Turned out the problem is that the *setClusters()* call needs a *broker
address*, not the zookeeper address. So simply changing the port from 2181
to 9092 fixed the problem (thanks to Thomas for
pointing this out). This was not obvious since the Kafka command line
producer script takes a
zookeeper address.

There is also a programmatic way to get the broker info from zookeeper as
described in:
http://stackoverflow.com/questions/29490113/kafka-get-broker-host-from-zookeeper

Hopefully, this will be useful to others who might run into the same
problem.

Ram

Re: Using the new Kafka input operator

Posted by Thomas Weise <th...@datatorrent.com>.
Ram,

Kafka is moving away from client side use of ZooKeeper. The change in the
new input operator reflects that. The client will locate the partitions
through initial broker(s) now.

Thomas




On Sat, Apr 16, 2016 at 9:36 PM, Munagala Ramanath <ra...@datatorrent.com>
wrote:

> I was just trying to put together a small application to read from Kafka
> using the new 0.9 input
> operator from Apex Malhar but ran into a strange problem so I thought it
> would be useful to share
> it and the resolution with the list.
>
> Here is my application code (*LineOutputOperator* is a trivial extension of
> the *AbstractFileOutputOperator*):
>
>   *public void populateDAG(DAG dag, Configuration conf)*
> *  {*
> *    KafkaSinglePortInputOperator in = dag.addOperator("in", new
> KafkaSinglePortInputOperator());*
> *    in.setInitialPartitionCount(1);*
> *    in.setTopics("test");*
> *
> in.setInitialOffset(AbstractKafkaInputOperator.InitialOffset.EARLIEST.name
> <http://AbstractKafkaInputOperator.InitialOffset.EARLIEST.name>());*
> *    in.setClusters("localhost:2181");*
>
> *    LineOutputOperator out = dag.addOperator("out", new
> LineOutputOperator());*
> *    out.setFilePath("/tmp/FromKafka");*
> *    out.setFileName("test");*
> *    out.setMaxLength(1024);        // max size of rolling output file*
>
> *    // create stream connecting input adapter to output adapter*
> *    dag.addStream("data", in.outputPort, out.input);*
> *  }*
>
> This was failing when deploying to the cluster where it was stuck in the
> ACCEPTED state. There
> were no errors in either the Resource Manager or the Application Master
> logs.
>
> Turned out the problem is that the *setClusters()* call needs a *broker
> address*, not the zookeeper address.
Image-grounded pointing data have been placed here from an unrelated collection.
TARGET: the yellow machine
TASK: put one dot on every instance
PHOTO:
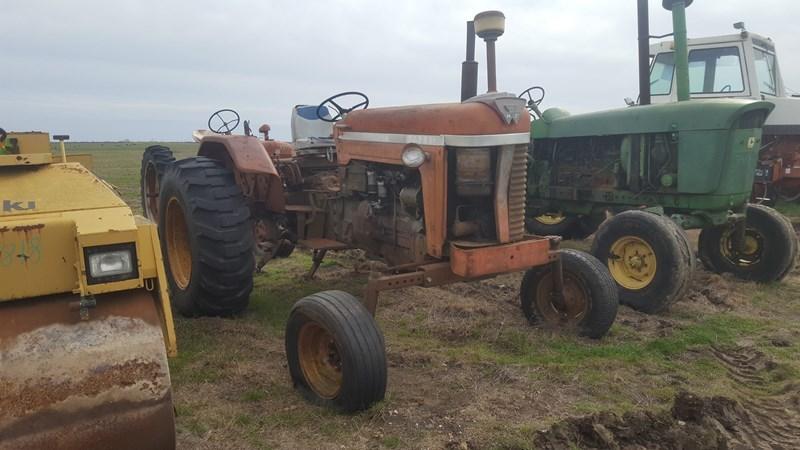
(85, 322)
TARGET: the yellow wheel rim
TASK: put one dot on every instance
(751, 253)
(632, 263)
(550, 218)
(320, 360)
(179, 249)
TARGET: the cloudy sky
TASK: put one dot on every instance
(144, 69)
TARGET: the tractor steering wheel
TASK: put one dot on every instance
(533, 101)
(225, 117)
(341, 112)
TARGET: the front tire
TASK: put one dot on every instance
(770, 247)
(590, 296)
(206, 237)
(649, 258)
(336, 352)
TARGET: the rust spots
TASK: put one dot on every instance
(35, 395)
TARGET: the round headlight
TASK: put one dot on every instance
(413, 157)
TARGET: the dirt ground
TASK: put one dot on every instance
(466, 371)
(720, 369)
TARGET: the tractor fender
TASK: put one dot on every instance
(244, 154)
(253, 168)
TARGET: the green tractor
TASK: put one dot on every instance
(691, 161)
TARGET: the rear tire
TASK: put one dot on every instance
(155, 162)
(206, 237)
(648, 258)
(771, 247)
(590, 295)
(336, 352)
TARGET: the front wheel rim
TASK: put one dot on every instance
(320, 360)
(632, 263)
(574, 306)
(179, 250)
(750, 255)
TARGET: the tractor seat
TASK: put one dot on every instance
(309, 133)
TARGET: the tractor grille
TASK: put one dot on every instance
(516, 193)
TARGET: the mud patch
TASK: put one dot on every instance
(715, 291)
(763, 416)
(692, 422)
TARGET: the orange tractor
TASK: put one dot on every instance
(435, 191)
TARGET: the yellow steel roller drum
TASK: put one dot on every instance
(86, 325)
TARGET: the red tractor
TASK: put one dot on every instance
(435, 191)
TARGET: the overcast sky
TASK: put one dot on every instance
(155, 70)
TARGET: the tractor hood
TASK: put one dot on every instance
(483, 115)
(717, 114)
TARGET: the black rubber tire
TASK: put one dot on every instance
(778, 255)
(602, 292)
(220, 237)
(563, 228)
(359, 343)
(159, 158)
(674, 259)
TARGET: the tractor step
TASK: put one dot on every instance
(322, 244)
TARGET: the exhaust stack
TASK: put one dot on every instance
(678, 8)
(644, 52)
(469, 68)
(490, 25)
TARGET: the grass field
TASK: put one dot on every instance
(465, 369)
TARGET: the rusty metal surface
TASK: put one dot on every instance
(517, 192)
(96, 384)
(245, 152)
(496, 259)
(439, 119)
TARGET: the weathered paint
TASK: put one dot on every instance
(74, 384)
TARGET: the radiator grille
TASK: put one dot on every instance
(516, 193)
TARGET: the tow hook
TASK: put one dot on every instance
(83, 306)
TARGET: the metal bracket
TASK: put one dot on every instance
(83, 306)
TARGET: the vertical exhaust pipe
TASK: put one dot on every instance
(678, 8)
(469, 68)
(644, 52)
(490, 25)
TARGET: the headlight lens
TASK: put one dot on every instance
(111, 263)
(413, 157)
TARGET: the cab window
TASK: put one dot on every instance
(715, 70)
(765, 71)
(661, 74)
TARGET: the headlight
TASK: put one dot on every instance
(414, 157)
(110, 263)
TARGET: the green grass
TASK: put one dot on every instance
(613, 374)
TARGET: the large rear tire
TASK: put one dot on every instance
(155, 161)
(336, 352)
(590, 296)
(207, 238)
(770, 252)
(648, 257)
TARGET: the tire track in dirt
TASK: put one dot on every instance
(764, 414)
(763, 419)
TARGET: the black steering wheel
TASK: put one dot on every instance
(341, 112)
(225, 117)
(532, 100)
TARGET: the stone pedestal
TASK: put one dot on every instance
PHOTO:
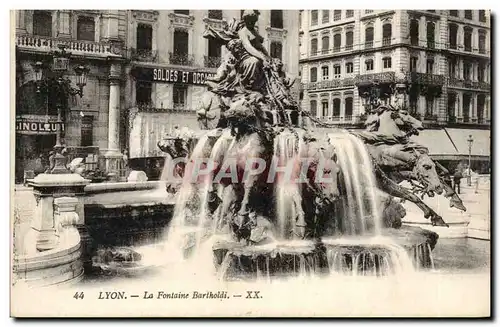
(47, 187)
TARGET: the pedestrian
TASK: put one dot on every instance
(457, 178)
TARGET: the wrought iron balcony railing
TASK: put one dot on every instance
(211, 62)
(181, 59)
(88, 48)
(147, 55)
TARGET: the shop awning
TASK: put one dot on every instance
(437, 141)
(480, 146)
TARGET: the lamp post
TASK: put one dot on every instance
(54, 84)
(470, 140)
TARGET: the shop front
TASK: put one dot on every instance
(175, 96)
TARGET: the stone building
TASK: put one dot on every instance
(444, 56)
(147, 72)
(170, 59)
(90, 125)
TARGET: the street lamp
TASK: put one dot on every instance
(470, 140)
(56, 85)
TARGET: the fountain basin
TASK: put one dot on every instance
(363, 256)
(61, 265)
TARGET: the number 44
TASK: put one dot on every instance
(79, 295)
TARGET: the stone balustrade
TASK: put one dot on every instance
(83, 48)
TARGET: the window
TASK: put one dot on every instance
(324, 105)
(429, 107)
(369, 64)
(386, 34)
(276, 50)
(413, 64)
(180, 95)
(337, 40)
(314, 75)
(144, 37)
(215, 14)
(85, 29)
(480, 72)
(349, 40)
(313, 108)
(277, 18)
(87, 128)
(348, 108)
(337, 15)
(336, 71)
(387, 62)
(314, 17)
(314, 47)
(325, 44)
(336, 107)
(482, 16)
(143, 91)
(430, 66)
(349, 68)
(414, 25)
(42, 23)
(324, 71)
(431, 32)
(467, 70)
(452, 37)
(468, 39)
(325, 16)
(181, 42)
(482, 42)
(369, 37)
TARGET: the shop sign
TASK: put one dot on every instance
(37, 127)
(165, 75)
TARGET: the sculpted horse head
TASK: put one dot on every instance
(426, 174)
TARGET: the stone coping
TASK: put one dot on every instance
(121, 186)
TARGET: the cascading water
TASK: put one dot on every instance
(288, 147)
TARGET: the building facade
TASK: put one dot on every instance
(170, 59)
(442, 55)
(147, 73)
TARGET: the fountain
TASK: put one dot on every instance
(270, 197)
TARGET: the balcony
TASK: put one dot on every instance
(181, 59)
(42, 44)
(211, 62)
(145, 55)
(425, 79)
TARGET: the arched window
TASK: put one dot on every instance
(348, 108)
(386, 34)
(336, 107)
(277, 18)
(314, 47)
(452, 36)
(369, 37)
(325, 44)
(215, 14)
(414, 32)
(313, 108)
(349, 40)
(313, 75)
(431, 32)
(337, 40)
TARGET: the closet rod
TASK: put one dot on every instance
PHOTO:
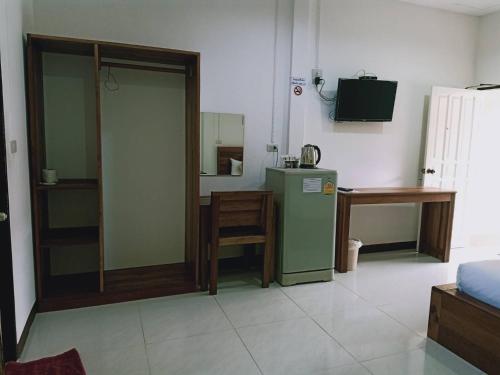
(142, 67)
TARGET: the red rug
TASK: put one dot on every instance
(68, 363)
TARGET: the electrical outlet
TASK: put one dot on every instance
(316, 73)
(272, 147)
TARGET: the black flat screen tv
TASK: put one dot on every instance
(366, 100)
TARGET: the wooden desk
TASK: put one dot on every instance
(437, 218)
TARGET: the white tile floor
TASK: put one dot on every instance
(371, 321)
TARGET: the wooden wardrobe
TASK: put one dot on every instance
(79, 193)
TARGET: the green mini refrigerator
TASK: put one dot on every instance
(306, 201)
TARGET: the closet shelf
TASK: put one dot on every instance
(71, 184)
(70, 236)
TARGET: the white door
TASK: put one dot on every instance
(453, 116)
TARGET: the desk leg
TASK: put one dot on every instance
(342, 232)
(436, 228)
(204, 230)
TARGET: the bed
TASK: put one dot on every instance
(469, 324)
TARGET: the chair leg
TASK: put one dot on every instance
(213, 269)
(266, 269)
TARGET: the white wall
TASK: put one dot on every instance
(416, 46)
(488, 52)
(143, 137)
(15, 17)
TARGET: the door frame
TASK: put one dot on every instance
(8, 337)
(458, 241)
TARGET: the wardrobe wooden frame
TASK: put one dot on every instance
(189, 64)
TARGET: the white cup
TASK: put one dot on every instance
(49, 176)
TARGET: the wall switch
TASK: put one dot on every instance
(317, 73)
(272, 147)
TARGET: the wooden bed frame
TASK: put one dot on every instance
(466, 326)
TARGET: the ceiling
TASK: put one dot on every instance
(473, 7)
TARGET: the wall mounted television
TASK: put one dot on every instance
(365, 100)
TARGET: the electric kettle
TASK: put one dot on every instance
(310, 157)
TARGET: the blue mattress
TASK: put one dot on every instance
(481, 280)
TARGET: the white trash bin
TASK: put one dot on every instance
(352, 256)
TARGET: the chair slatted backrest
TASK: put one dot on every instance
(241, 209)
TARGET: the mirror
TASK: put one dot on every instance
(221, 144)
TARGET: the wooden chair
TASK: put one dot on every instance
(241, 218)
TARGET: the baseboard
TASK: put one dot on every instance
(26, 330)
(393, 246)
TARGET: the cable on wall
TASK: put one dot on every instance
(320, 83)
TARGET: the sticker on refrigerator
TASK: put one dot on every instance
(311, 185)
(329, 188)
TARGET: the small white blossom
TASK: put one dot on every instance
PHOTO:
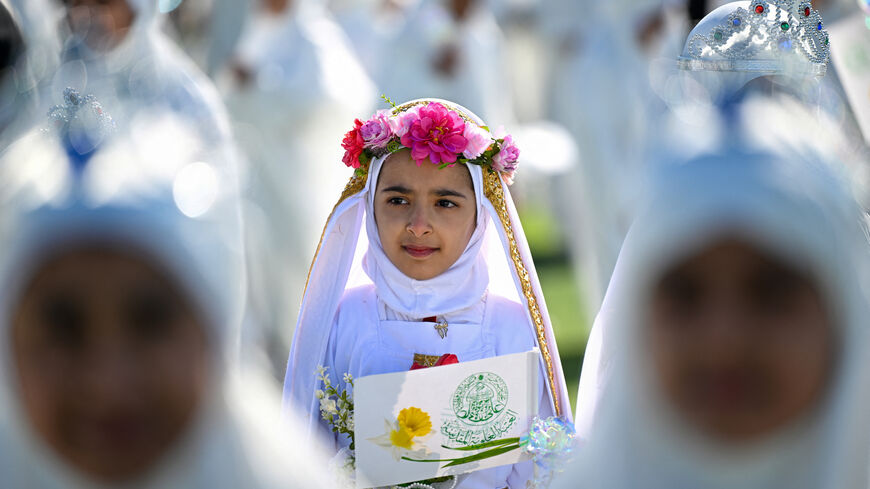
(328, 406)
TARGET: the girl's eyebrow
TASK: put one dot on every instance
(446, 192)
(398, 189)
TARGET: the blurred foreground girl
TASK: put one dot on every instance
(423, 259)
(730, 349)
(121, 295)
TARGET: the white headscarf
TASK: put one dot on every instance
(766, 182)
(157, 189)
(19, 100)
(338, 267)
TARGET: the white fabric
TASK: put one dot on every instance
(306, 84)
(338, 268)
(138, 192)
(369, 338)
(480, 81)
(20, 96)
(780, 192)
(461, 286)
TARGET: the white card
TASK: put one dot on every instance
(850, 52)
(467, 404)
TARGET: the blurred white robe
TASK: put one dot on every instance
(480, 80)
(787, 195)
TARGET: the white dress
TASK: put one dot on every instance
(361, 345)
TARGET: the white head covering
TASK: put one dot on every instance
(19, 99)
(338, 266)
(765, 182)
(156, 189)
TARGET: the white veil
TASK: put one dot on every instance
(158, 189)
(337, 267)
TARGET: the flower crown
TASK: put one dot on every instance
(760, 39)
(432, 131)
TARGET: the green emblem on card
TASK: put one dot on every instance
(480, 411)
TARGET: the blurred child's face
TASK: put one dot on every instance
(103, 24)
(276, 7)
(112, 361)
(741, 342)
(425, 216)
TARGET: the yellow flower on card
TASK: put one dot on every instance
(401, 438)
(415, 421)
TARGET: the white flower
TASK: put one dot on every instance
(327, 406)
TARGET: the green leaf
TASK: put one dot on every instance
(481, 446)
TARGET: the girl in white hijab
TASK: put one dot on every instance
(121, 295)
(29, 35)
(600, 91)
(292, 84)
(451, 49)
(730, 349)
(418, 262)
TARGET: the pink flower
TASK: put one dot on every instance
(376, 131)
(436, 135)
(505, 161)
(478, 139)
(401, 123)
(353, 145)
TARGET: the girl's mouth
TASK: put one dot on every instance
(419, 251)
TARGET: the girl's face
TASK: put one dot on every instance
(425, 216)
(112, 361)
(103, 24)
(741, 342)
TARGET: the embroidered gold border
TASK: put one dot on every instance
(356, 185)
(492, 188)
(426, 360)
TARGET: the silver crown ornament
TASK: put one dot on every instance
(760, 36)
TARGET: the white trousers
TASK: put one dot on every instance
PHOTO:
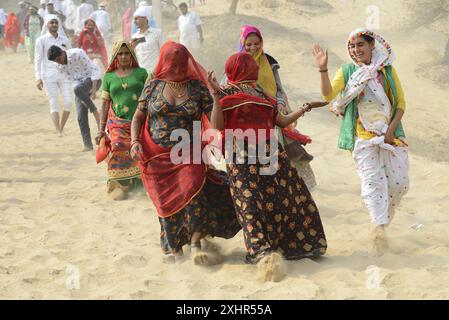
(51, 89)
(383, 170)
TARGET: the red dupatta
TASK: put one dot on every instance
(242, 110)
(12, 31)
(93, 43)
(171, 186)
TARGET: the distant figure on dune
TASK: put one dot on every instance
(77, 66)
(122, 85)
(127, 21)
(12, 32)
(190, 29)
(103, 21)
(93, 43)
(372, 105)
(33, 27)
(192, 200)
(47, 75)
(83, 12)
(147, 41)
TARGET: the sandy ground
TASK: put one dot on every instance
(58, 229)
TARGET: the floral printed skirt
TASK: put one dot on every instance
(210, 212)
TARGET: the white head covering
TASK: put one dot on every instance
(366, 76)
(48, 18)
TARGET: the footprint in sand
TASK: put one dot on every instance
(132, 261)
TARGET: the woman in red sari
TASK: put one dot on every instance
(192, 199)
(273, 204)
(91, 41)
(12, 32)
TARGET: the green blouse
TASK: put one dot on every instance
(124, 92)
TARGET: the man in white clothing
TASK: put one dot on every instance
(190, 29)
(147, 41)
(47, 75)
(84, 11)
(103, 21)
(70, 14)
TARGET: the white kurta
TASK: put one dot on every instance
(103, 21)
(383, 170)
(189, 35)
(83, 13)
(148, 52)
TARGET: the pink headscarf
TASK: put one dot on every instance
(245, 31)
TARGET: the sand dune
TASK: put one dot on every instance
(57, 224)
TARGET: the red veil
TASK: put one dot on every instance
(244, 111)
(171, 186)
(93, 43)
(12, 31)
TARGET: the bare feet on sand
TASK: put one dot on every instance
(271, 267)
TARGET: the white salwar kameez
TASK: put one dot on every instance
(383, 171)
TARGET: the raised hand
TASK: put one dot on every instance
(321, 56)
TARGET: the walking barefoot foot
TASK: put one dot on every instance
(271, 267)
(168, 259)
(380, 241)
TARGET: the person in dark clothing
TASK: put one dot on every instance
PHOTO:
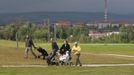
(43, 52)
(64, 48)
(29, 44)
(55, 48)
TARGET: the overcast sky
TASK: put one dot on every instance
(116, 6)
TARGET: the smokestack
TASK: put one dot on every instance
(106, 11)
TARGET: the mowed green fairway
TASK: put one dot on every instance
(91, 54)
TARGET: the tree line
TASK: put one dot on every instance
(72, 33)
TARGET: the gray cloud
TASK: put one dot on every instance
(117, 6)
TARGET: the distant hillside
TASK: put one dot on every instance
(39, 17)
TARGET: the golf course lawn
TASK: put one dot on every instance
(90, 54)
(69, 71)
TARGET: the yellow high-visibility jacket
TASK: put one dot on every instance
(76, 50)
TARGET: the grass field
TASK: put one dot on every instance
(91, 54)
(68, 71)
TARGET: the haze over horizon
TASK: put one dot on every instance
(19, 6)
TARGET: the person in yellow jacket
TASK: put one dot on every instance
(76, 50)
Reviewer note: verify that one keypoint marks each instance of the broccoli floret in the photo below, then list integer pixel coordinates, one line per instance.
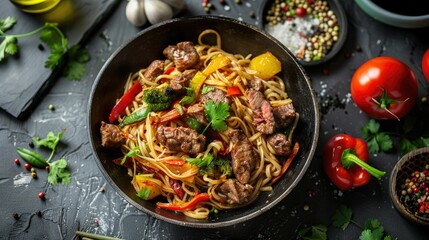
(218, 167)
(158, 99)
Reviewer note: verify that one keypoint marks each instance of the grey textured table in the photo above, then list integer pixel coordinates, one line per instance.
(81, 206)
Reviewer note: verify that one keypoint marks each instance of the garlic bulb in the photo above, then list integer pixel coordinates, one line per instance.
(135, 12)
(138, 12)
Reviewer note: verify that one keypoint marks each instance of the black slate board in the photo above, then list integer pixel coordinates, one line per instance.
(23, 78)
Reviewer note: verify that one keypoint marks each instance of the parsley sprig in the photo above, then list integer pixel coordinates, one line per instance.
(58, 170)
(342, 218)
(216, 114)
(381, 141)
(52, 36)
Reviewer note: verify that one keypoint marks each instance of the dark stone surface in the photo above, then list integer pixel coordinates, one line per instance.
(81, 205)
(24, 79)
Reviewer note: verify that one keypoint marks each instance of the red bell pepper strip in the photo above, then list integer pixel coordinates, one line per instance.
(344, 161)
(233, 91)
(198, 198)
(287, 162)
(125, 100)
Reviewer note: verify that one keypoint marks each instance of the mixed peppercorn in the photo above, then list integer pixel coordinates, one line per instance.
(415, 192)
(324, 31)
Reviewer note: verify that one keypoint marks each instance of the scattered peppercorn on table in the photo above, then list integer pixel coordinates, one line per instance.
(32, 208)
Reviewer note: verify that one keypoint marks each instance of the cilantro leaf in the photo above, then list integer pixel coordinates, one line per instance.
(57, 53)
(376, 229)
(318, 232)
(7, 23)
(216, 114)
(366, 235)
(342, 217)
(8, 46)
(376, 141)
(58, 172)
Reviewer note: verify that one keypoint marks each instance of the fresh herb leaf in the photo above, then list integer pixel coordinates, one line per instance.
(318, 232)
(376, 141)
(8, 46)
(58, 172)
(366, 235)
(7, 23)
(77, 57)
(201, 162)
(216, 114)
(144, 193)
(207, 89)
(52, 36)
(51, 141)
(342, 217)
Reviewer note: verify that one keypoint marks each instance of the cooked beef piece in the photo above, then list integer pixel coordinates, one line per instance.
(233, 192)
(280, 144)
(155, 69)
(181, 139)
(182, 80)
(243, 156)
(197, 111)
(284, 115)
(184, 55)
(263, 118)
(256, 84)
(216, 95)
(111, 135)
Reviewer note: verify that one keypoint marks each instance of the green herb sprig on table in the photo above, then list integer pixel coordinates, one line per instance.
(342, 218)
(58, 170)
(381, 141)
(53, 37)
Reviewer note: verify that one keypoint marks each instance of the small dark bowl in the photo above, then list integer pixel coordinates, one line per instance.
(402, 20)
(237, 37)
(337, 8)
(413, 161)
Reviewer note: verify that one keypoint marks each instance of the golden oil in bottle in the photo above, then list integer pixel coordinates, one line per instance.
(35, 6)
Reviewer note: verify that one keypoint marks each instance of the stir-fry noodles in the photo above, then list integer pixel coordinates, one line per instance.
(203, 129)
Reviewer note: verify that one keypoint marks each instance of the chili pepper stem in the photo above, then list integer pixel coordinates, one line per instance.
(348, 158)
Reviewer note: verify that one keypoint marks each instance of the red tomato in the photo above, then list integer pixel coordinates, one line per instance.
(384, 88)
(425, 65)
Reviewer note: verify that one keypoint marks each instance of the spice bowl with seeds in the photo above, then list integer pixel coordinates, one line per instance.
(409, 186)
(313, 30)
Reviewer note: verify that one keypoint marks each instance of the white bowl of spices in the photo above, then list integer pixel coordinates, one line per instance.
(313, 30)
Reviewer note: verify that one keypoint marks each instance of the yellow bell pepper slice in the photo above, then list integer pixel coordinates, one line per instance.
(266, 65)
(217, 62)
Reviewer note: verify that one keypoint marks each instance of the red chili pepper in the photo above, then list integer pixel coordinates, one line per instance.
(177, 187)
(345, 160)
(198, 198)
(125, 100)
(287, 162)
(233, 91)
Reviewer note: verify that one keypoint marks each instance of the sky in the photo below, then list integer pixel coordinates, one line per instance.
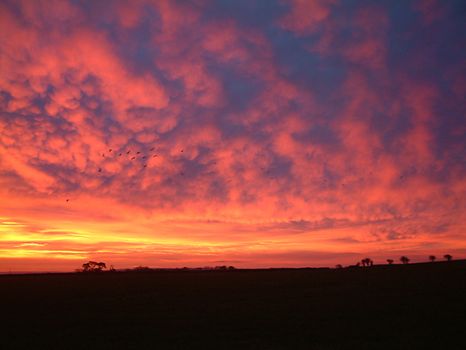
(246, 133)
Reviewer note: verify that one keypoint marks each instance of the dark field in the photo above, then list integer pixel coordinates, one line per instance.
(418, 306)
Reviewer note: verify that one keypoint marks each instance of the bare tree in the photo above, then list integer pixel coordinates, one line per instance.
(367, 262)
(93, 266)
(404, 259)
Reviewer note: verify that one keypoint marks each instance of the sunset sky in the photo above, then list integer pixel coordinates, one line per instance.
(276, 133)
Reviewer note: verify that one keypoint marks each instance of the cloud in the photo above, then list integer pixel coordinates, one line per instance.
(318, 125)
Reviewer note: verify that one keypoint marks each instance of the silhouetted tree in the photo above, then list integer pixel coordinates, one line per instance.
(93, 266)
(142, 268)
(404, 259)
(367, 262)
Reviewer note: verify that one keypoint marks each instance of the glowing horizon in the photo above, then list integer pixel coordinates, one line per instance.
(278, 134)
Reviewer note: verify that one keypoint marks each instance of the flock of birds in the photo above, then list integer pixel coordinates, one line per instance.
(132, 157)
(146, 156)
(136, 155)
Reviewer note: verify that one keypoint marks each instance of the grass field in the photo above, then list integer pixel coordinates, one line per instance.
(416, 306)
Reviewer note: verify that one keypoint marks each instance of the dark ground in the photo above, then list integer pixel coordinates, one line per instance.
(417, 306)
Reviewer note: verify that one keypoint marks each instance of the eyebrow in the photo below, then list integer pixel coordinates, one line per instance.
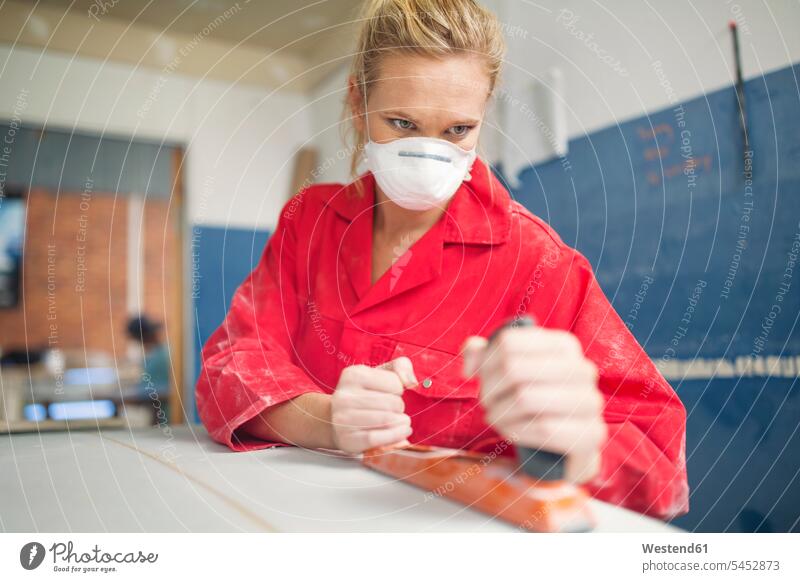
(397, 113)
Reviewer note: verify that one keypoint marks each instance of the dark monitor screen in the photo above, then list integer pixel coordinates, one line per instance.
(12, 237)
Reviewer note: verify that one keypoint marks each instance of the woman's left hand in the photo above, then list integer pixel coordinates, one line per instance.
(540, 391)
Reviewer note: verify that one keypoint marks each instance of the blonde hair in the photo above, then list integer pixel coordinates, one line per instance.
(422, 27)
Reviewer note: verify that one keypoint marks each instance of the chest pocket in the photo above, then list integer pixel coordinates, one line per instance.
(440, 373)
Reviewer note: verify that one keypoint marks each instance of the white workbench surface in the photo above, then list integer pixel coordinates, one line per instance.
(151, 480)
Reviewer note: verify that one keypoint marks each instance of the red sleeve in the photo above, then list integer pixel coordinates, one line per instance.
(247, 363)
(644, 458)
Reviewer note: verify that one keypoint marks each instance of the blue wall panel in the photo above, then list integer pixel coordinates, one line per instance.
(221, 259)
(657, 204)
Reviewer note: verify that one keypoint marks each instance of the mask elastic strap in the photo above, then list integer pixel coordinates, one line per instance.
(366, 113)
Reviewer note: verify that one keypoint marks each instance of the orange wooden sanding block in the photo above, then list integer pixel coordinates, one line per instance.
(497, 487)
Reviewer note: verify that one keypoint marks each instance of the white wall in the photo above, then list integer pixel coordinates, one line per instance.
(608, 53)
(240, 140)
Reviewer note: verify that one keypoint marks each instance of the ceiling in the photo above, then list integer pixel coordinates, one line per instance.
(318, 34)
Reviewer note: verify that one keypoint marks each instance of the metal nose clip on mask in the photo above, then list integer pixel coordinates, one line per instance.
(418, 173)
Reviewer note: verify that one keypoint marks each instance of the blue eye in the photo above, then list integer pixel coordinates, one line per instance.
(403, 124)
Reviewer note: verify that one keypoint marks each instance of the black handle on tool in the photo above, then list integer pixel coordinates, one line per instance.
(542, 465)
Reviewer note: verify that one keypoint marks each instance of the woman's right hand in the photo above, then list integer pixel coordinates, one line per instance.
(367, 408)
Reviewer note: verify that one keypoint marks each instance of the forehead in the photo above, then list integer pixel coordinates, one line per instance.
(457, 84)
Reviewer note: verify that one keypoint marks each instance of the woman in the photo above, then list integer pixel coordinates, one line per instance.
(365, 322)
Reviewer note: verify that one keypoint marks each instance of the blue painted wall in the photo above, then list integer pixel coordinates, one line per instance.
(221, 259)
(662, 208)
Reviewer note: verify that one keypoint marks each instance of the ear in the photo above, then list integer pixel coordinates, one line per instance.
(355, 101)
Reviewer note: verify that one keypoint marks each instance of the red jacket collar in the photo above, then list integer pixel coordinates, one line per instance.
(479, 212)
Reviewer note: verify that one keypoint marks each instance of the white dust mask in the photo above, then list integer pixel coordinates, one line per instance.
(418, 173)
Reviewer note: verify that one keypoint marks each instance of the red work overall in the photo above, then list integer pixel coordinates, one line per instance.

So simply changing the port from 2181
> to 9092 fixed the problem (thanks to Thomas for
> pointing this out). This was not obvious since the Kafka command line
> producer script takes a
> zookeeper address.
>
> There is also a programmatic way to get the broker info from zookeeper as
> described in:
>
> http://stackoverflow.com/questions/29490113/kafka-get-broker-host-from-zookeeper
>
> Hopefully, this will be useful to others who might run into the same
> problem.
>
> Ram
>